Und weil sie sonst einen Bruch mit dem Europäischen Parlament
riskieren. Gravierender dürften die politischen Konsequenzen dieser
Entscheidung sein, aus der man nicht mehr herauskommt. Denn wenn die
28 Staatenlenker zwei der ihren überstimmen, schüren sie eine
europäische Urangst, die man mit dem selbstauferlegten Zwang zur
Einstimmigkeit bisher unter der Decke halten konnte: Es ist die
Furcht, dass man demnächst nicht mehr einen Kompromiss suchen muss,
sondern bei einer Abstimmung auch unterliegen kann. Wer überstimmt
wird, fühlt sich erpresst. Diese Angst ist greifbar. Sie prägt die
Debatte um die strikte Haushaltsüberwachung, die man in Krisenzeiten
als Signal an den Vertrauensverlust des Finanzmarktes erfand und nun
am liebsten wieder abschaffen würde. Die nationale Freiheit, Schulden
zu machen, wie es die gerade amtierende Regierung für richtig hält,
feiert ihre Auferstehung. Tricks und Kniffe haben Saison, das Gerede
von guten und schlechten Schulden gehört hierher. So ist es denn auch
kein Wunder, dass ausgerechnet Italien und Frankreich die Spitze
derer anführen, die die Empfehlungen aus Brüssel zur Sanierung ihrer
Etats als lästig empfinden und sie wieder loswerden wollen. Das
jährliche Auflisten der Schwachstellen kommt einem miserablen
Zwischenzeugnis für die Regierungen gleich, ausgebreitet vor aller
Öffentlichkeit. Nun entdeckt man die im Stabilitäts- und
Wachstumspakt angelegte Möglichkeit der flexiblen Anwendung wieder.

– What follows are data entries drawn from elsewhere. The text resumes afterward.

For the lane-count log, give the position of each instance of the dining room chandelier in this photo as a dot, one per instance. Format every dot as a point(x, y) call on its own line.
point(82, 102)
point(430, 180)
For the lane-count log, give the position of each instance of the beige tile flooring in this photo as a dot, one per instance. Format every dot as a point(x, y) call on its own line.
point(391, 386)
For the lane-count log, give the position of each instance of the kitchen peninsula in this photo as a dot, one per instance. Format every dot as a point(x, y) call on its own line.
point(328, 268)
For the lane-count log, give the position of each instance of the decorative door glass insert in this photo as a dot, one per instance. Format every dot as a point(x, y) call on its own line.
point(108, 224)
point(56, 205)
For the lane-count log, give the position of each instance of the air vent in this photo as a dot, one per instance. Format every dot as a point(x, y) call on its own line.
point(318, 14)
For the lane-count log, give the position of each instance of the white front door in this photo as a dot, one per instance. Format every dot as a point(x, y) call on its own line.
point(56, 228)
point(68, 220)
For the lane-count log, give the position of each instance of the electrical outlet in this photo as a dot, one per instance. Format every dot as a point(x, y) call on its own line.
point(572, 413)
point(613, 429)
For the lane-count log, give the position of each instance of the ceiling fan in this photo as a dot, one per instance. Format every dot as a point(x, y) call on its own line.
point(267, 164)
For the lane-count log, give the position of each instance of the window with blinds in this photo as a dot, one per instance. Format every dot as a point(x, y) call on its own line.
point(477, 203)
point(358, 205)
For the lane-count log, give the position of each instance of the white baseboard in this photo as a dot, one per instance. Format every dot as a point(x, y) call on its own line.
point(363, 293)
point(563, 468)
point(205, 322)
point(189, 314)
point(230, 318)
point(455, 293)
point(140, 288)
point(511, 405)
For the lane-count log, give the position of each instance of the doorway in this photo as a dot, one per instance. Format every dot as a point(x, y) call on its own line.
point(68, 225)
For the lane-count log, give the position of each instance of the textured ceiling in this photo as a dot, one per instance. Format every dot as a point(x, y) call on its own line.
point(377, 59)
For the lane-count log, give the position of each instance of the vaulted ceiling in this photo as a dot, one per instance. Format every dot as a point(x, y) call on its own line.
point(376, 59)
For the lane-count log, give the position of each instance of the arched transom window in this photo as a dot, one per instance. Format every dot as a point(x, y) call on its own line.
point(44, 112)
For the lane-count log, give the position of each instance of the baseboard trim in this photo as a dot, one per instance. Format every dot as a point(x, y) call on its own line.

Das ist unterm Strich nichts anderes als eine Form des
legitimitierten Ungehorsams. Wie man als Staats- oder Regierungschef
seinem Volk, das man lange zum Sparen zwingen musste, verklickern
will, dass das eigentlich nicht so dringend ist, dürfte spannend
werden. Die EU bleibt dabei nicht nur auf der Strecke, sie
entwickelt sich sogar wieder zurück, weil die gerade erst gefundene
Einsicht in die Notwendigkeiten eines gemeinsamen Wirtschaftsraumes
wieder gekippt wird. So kommt man nicht voran, man fällt zurück.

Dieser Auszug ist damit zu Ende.